As part of the six-member advisory panel, Chissano will offer guidance to the Global Development Program President Sylvia Mathews Burwell on a range of development issues. He will also assist in shaping the strategy of the program and assessing its impact.
Chissano replaces Lawrence H. Summers, former president of Harvard University, who joined the Obama administration this year.
Chissano served as Mozambique’s Minister of Foreign Affairs before he became president in 1986. During his presidency, he successfully led socio-economic reforms in the country. These culminated with the adoption of the 1990 Constitution that led Mozambique to a multi-party system and an open market. In 1994, Chissano won the first multi-party elections in the country’s history and was re-elected in 1999.
Currently, Chissano is chairperson of both the Joaquim Chissano Foundation and the Africa Forum of Former African Heads of State and Government. He also leads the International Contact Group for mediation on the political crisis in Madagascar. Prior to these positions, Kofi Annan appointed Chissano in 2007 as the Special Envoy of the UN Secretary-General to the areas affected by the Lord Resistencia’s Army (LRA) in Uganda. In 2006 Chissano chaired a Comité International des Sages, which helped the Democratic Republic of the Congo go through its political transition.

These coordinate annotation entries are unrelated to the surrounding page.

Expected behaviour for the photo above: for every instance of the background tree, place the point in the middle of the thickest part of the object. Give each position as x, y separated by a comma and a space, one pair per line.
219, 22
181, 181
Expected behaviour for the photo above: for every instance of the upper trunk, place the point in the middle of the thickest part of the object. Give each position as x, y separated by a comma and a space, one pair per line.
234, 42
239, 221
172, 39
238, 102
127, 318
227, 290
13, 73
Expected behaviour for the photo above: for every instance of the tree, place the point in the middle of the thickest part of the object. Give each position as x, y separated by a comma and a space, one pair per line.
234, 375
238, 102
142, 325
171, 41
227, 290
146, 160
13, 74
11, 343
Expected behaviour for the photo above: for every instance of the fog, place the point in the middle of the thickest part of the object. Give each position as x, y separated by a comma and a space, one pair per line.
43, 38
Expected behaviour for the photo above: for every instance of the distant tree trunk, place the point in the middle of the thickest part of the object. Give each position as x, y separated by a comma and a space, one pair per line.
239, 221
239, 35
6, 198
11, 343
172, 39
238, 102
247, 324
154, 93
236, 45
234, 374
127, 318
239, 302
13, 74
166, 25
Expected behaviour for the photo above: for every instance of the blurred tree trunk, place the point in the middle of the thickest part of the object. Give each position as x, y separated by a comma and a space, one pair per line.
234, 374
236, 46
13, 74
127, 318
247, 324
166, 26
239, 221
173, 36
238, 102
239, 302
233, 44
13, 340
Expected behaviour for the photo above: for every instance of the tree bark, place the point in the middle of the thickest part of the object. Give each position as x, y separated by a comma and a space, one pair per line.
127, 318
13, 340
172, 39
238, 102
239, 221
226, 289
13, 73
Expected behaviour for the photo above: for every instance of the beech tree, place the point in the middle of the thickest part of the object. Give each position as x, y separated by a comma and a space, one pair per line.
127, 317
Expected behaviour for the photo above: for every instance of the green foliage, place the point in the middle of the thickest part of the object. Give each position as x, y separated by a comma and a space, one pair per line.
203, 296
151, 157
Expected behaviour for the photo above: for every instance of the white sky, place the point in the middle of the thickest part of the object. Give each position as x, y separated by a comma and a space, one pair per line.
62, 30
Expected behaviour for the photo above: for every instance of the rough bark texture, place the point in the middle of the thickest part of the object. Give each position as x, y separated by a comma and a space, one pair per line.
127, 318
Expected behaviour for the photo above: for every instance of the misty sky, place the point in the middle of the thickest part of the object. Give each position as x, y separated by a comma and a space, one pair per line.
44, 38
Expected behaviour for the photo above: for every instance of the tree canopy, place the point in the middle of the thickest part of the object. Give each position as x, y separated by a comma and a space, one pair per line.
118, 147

Established in 2006, the Global Development Program seeks to increase opportunities for people in the developing world to lift themselves out of hunger and poverty. The program focuses on a limited number of areas with the potential for large-scale, sustainable impact, including agricultural development and financial services for the poor. The Agricultural Development initiative is working with a wide range of partners to provide millions of small farmers in the developing world with tools and opportunities to boost their yields, increase their incomes, and build better, healthier lives. The Financial Services for the Poor initiative is focused on increasing access to safe places to save and other financial tools so people can manage unexpected events, invest in opportunities, and build financial security. The Global Development Program also focuses on water, sanitation, and hygiene; emergency relief; and global libraries.